Mit Dank – wiederum – an die Enthusiasten!

Wir hören Gesang, wir sehen ein Gesicht, wir sehen eine Gruppe junger Mädchen, die dem Gesang lauschen, die sich etwas zuflüstern, wir sehen die Gesichter der jungen Mädchen, wir hören, was sie flüstern, es ist ein Kommentar des Gesangs. Die Frau, die singt, weint. Sie wird ihr Gesicht abwenden, wir sehen den Hinterkopf, nur ihr langes, dunkles Haar, sie streicht sich mit den Innenseiten ihrer leicht geballten Hände die Tränen aus den Augenwinkeln, sie dreht sich zurück zu uns, zu den Mädchen, wir sehen, dass sie geweint hat. Sie singt, von Gott. Die Kamera orientiert uns nicht. Wir wissen nicht, wo wir sind. Übergangslos sind wir woanders. Den Übergang gibt es nicht in diesem Film, das Hier steht neben dem Hier, es gibt auch kein Da. Von Hier zu Hier springt der Schnitt, der aber dieses Springen als gewöhnlichen Gang camoufliert. Einmal geht Amalia, sie ist, wir beginnen uns das zusammenzureimen, die Titelheldin des Films, sie geht den Flur des Hotels entlang, in dem sie lebt. Sie streift mit der rechten Hand, die wir sehen, die Wand, die wir sehen, beides nur ausschnitthaft, wir sehen es von hinten und folgen dem Gang Amalias durch den Flur. Aus der Unschärfe links tauchen Kinder auf, sie werden nicht zu Individuen, aber wir folgen der linken Hand Amalias, die über ihre Köpfe streicht in diesem Moment, in dem sie etwas berühren will, in dem sie sich der Welt versichern will. Ein paradoxer Zustand: Sie bewegt sich, und wir mit ihr, wie in Trance, der Welt entrückt, zugleich aber dieser Wunsch, der Welt wenn nicht inne zu werden, dann doch, sie als etwas sich begreifbar machen zu könne, das mehr ist als ein Wunsch, ein Gedanke, ein Traum, etwas, das eine Textur hat für die Hand, die Halt findet. Es geht um eine Entdeckung der Berührbarkeit.

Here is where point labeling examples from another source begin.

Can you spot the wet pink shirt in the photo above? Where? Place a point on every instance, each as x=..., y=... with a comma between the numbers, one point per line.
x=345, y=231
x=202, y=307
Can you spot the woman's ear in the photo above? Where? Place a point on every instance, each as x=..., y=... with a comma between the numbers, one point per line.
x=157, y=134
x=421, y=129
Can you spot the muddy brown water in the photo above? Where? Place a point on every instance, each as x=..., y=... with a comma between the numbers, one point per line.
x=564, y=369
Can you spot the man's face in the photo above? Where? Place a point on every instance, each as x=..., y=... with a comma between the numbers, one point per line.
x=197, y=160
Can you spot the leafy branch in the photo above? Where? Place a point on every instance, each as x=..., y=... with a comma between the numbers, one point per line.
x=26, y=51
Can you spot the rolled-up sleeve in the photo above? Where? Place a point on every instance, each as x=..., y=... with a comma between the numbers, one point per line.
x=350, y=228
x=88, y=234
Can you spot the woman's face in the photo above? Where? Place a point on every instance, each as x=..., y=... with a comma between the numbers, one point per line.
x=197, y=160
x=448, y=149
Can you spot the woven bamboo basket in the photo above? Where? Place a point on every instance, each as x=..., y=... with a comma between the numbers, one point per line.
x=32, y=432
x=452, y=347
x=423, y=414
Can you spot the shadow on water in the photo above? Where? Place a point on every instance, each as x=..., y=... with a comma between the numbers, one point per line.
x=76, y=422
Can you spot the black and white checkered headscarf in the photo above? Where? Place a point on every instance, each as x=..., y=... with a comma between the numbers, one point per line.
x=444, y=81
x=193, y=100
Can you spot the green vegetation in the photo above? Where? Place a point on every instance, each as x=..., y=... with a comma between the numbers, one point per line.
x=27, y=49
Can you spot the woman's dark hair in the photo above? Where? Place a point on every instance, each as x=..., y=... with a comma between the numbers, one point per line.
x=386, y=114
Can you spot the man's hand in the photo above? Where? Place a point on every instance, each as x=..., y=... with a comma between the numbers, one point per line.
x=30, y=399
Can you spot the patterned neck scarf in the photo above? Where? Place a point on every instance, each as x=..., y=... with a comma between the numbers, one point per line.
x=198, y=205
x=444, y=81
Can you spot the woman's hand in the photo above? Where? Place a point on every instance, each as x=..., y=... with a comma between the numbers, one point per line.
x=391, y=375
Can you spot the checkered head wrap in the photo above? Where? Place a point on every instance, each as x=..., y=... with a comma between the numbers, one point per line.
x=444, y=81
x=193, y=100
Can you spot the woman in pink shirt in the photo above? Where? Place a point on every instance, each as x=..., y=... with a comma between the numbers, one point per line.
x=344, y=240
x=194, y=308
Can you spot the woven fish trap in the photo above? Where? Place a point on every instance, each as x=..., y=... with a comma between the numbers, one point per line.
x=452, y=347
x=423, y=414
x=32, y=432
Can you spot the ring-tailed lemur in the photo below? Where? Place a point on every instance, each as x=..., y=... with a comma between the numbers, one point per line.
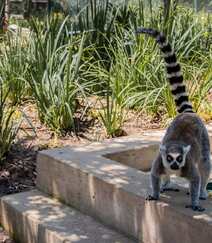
x=185, y=148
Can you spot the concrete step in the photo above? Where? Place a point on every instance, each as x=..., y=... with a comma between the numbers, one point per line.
x=99, y=180
x=33, y=217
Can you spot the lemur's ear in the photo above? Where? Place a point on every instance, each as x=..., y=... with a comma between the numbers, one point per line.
x=162, y=148
x=186, y=149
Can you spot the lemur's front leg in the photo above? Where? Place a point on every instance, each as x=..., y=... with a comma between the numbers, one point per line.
x=155, y=179
x=195, y=182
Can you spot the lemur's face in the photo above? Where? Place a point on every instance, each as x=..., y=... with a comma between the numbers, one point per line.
x=174, y=156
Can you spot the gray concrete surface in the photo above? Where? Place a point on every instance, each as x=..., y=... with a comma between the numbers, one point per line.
x=32, y=217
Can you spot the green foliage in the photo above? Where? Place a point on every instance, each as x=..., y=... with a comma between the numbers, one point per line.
x=14, y=67
x=9, y=123
x=54, y=74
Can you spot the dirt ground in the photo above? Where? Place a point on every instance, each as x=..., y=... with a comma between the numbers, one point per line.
x=19, y=173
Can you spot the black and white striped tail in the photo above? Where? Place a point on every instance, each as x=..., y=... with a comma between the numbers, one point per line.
x=174, y=74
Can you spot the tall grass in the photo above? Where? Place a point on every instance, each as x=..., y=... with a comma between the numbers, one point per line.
x=54, y=74
x=9, y=122
x=14, y=67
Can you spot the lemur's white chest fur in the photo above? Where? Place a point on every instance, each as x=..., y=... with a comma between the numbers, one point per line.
x=173, y=172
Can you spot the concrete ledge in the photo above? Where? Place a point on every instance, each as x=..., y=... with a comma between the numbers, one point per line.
x=93, y=179
x=32, y=217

Mit einer Berührung beginnt sich das Drama, auf das der Film in sanft dahingleitendem Springen zugeht (eher als zueilt), zu entfalten. Wie absichtslos bedrängt Dr. Jano in der Menschentraube vor einem Theremin-Spieler von hinten Amalia, die nicht weiß, wie ihr geschieht. Dieses Nicht-Wissen steht ihr ins Gesicht geschrieben und keineswegs ließe sich sagen, dass ihr dieses Drängen und Berühren, diese Belästigung ganz und gar missfallen. Wenig später steht sie im Fahrstuhl des Hotels, das ihre Familie betreibt, in dem Dr. Jano als Teilnehmer eines Ärztekongresses wohnt, hinter dem Arzt, mit ihrem Blick und ihren Augen sehen wir seinen Hinterkopf und unter dem Ohr eine Spur Rasierschaum. Amalia will seine Hand berühren, sie bewegt ihre Hand auf seine Hand zu, wir beobachten das mit dem Blick der Kamera, nicht mit ihrem Blick, nicht mit seinem Blick, im letzten Moment zieht er die Hand zurück, ahnt nicht, was sich beinahe ereignet hätte. (Sie geht auf sein Zimmer, sprüht sich seinen Rasierschaum auf die Hand, reibt den Kragen ihrer Bluse ein und riecht daran. Den Ausdruck des Glücks in ihrem Gesicht übertreibt sie nicht, ein Film der kleinen, genau gesetzten Gesten.) Als sich, später, wieder in der Menschentraube vor dem Theremin-Spieler, die Berührung, die Amalia zuvor nicht gelang, tatsächlich ereignet, sie nach der erneuten Belästigung erneut nach seiner Hand greift, sie den Kopf wendet, ihm ins Gesicht blickt, da ist er ertappt, schreckt zurück, macht sich davon, verstört. Zuvor schon sehen wir sie, ihr Gesicht, das sich hinwendet und abwendet, während sie wie einen Abwehrzauber die Gebete runterrattert, die sie im Religionsunterricht gelernt hat. Wir sind am Swimmingpool des Hotels, Dr. Jano am Rand des Beckens, Amalias Mutter schwimmt, sie hält sich das Ohr, sie wird bedrängt von einem Geräusch, das nicht zur Welt gehört, in der sie lebt, das sie von dem Körper, der sie ist, distanziert.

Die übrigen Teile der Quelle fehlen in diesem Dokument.